There is a dynamic not unlike a pendulum that keeps time during these considerations of beer packaging and containers, swinging back and forth through history as advancements are made and human cultural standards evolve. Beer has been stored inside, or been poured into, a dizzying array of man-made objects chosen from an equally wide range of materials.

Wood, stoneware, ceramic, glass, metal, and plastic; barrels, urns, vases, bottles, hogsheads, jugs and cans; and at each juncture, the objective has been the same: To maintain beer’s freshness during transport, and to see that it is consumed when freshest and best. Better ways come and go. At times, they return.
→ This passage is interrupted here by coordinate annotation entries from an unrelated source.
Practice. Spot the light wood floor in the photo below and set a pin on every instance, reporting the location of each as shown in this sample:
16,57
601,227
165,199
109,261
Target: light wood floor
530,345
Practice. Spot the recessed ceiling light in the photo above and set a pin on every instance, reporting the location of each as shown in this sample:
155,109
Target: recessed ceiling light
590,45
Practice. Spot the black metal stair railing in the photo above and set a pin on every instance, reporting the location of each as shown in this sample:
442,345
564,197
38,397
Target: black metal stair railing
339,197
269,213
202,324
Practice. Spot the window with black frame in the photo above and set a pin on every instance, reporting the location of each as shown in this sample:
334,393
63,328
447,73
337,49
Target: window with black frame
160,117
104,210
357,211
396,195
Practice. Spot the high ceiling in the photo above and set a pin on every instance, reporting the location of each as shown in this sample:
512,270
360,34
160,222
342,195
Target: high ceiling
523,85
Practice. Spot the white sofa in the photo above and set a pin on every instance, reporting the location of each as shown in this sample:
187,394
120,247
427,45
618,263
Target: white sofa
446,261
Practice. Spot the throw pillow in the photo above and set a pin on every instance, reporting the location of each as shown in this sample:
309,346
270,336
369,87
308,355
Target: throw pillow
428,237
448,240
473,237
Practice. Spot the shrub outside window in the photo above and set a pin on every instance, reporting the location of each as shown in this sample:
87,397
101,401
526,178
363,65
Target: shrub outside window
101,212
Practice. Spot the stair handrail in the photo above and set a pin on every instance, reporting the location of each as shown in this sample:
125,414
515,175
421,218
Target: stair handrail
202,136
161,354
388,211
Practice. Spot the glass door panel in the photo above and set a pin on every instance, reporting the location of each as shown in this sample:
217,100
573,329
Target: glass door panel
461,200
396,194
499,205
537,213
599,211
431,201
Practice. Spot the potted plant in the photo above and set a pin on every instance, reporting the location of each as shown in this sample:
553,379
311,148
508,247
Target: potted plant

As Robinson implies, as the chosen container has become smaller, more easily reproduced and efficient, beer’s transportability has steadily been enhanced, and the experience of drinking beer inexorably removed from its point of origin in the brewery, far past a place where the brewer has control of his creation. For a brew — pub, where most house beer is enjoyed on the premises, this means less. For a brewery dependent on distribution, packaging decisions are life and death.

Impressively, for Sun King and other small craft breweries to invest in the emerging technology of micro-canning, as expressed in the currency of an aluminum container that once symbolized lesser quality beer in the minds of an earlier, more militant generation of craft consumers, is to trust resoundingly in the ongoing youthful democratization of craft beer.

The can as a container serves to widen the range of craft’s market, by taking it where it could not previously go. Micro-canning changes the game, both in terms of distribution logistics and perceptions. Beer drinkers will decant their cans into glassware when they are able, and drink straight from the can when they are not. Either way, they’ll be enjoying greater access to better beer. Let them decide.

As a romantic at heart, it is my preference to think of beer in terms both artistic and hedonistic, as liquid poetry and as metaphorical prose. Beer has been an integral part of human civilization from the very start, and its story fully justifies those flights of intoxicated fascination and smitten adoration that ensue when a few too many of the tale’s tasty chapters have been consumed in one sitting. The reality is that craft beer in cans alters none of this romance, and costs not a single intangible in return for an expansion of the perimeter.

Clay Robinson’s final thought is instructive, and brings us full circle, back to the beginning: “Regardless of the package, the beer that it carries has to be good.”

Indeed. Look for excellent canned craft beers brewed by Sun King and other trendsetters, already in stock or coming very soon, at a package store near you. F&D


Roger Baylor is an entrepreneur, educator, and innovator with more than 35 years of hands-on experience and expertise as a beer seller, restaurateur, and commentator. As the co-founder of New Albany’s Sportstime Pizza/Rich O’s Public House (which later became New Albanian Brewing Company) in the 1990s and early 2000s, Baylor played a seminal role in Louisville’s craft beer renaissance. Currently he is the beer director at Pints&union in New Albany. Baylor’s “Hip Hops” columns on beer-related subjects have been a fixture in F&D since 2005, and he was named the magazine’s digital editor in 2019.